According to TMZ, Josie Harris claims in her lawsuit that Mayweather lied in an interview with Katie Couric aired two weeks before the big fight. In the interview, Mayweather said Josie was in a "drug-fuelled rage" one night in 2010 and that this caused a violent incident between them. One of Mayweather and Harris' children witnessed and reported the incident to the police, and Mayweather ultimately served jail time for domestic violence.

Mayweather's public interview serves as a reminder about the importance of keeping your legal matters and your opinions about your former spouse private. In Mayweather's case, disparaging your former spouse by e-mail, text, or social media can compromise your claims for child custody and access.

Throughout Canada, the best interest of the children is the governing principle when determining the issues of custody, access and/or a parenting schedule. A Court may terminate access visits altogether if any of the following factors are established:

  1. Long term harassment and harmful behaviours towards the custodial parent causing that parent and the child stress and/or fear;
  2. History of violence; unpredictable, uncontrollable behaviour; alcohol, drug abuse which has been witnessed by the child and/or presents a risk to the child's safety and well-being;
  3. Extreme parental alienation;
  4. Ongoing severe denigration of the other parent;
  5. Lack of relationship or attachment between the non-custodial parent and child;
  6. Neglect or abuse to a child on the access visits; and
  7. Older children's wishes and preferences to terminate access.
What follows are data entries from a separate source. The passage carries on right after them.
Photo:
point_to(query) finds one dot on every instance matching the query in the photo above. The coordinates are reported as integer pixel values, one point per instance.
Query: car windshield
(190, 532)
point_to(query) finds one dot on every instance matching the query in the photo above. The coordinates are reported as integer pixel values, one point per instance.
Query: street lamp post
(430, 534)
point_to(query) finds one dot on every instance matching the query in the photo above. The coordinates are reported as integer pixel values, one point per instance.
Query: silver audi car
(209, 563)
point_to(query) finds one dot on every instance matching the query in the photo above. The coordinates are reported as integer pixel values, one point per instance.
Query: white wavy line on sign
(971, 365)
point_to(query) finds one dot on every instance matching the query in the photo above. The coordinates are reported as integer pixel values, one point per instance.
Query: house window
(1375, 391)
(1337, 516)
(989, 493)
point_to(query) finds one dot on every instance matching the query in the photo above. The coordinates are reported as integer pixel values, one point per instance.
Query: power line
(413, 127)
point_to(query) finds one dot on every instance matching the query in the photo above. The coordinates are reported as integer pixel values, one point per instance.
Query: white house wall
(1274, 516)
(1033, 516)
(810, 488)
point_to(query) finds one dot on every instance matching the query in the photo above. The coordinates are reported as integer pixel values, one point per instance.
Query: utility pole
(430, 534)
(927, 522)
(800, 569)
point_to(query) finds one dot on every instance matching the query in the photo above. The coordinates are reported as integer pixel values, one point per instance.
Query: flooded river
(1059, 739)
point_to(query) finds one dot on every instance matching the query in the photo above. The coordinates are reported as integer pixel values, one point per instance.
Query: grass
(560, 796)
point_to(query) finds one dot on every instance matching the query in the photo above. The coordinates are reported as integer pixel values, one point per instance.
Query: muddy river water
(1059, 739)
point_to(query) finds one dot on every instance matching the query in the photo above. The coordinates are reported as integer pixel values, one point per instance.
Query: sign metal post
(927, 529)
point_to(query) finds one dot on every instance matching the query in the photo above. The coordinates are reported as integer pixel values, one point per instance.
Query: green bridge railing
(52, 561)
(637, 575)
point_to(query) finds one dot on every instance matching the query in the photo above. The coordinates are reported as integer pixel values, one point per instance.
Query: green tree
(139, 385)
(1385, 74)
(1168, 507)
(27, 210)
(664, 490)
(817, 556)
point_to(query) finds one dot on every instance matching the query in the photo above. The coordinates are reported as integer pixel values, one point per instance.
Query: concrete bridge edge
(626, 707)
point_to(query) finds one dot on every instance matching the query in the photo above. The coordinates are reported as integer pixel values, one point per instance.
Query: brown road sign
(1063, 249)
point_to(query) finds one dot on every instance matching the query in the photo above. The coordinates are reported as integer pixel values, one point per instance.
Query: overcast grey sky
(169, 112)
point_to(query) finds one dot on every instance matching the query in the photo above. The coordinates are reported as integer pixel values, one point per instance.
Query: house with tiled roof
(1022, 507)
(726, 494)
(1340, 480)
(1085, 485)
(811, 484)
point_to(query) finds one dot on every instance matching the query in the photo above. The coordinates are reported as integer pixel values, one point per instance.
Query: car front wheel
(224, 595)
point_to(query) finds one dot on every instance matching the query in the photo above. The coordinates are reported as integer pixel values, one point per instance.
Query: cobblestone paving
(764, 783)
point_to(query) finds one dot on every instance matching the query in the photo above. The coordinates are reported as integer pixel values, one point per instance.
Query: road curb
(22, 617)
If Mayweather and his children resided in Ontario, a Court might consider Mayweather's original violent abuse of Harris and the ongoing public commentary on the matter to be sufficiently serious to terminate access. Family law disputes can be very stressful, but airing this frustration in a public setting like Facebook, Twitter or on television suggests that a parent is either unwilling or unable to put the best interests of the children before the parent's own interests. Courts can and will review screenshots of inappropriate text messages and Facebook updates as evidence against a parent who is applying for custody or access.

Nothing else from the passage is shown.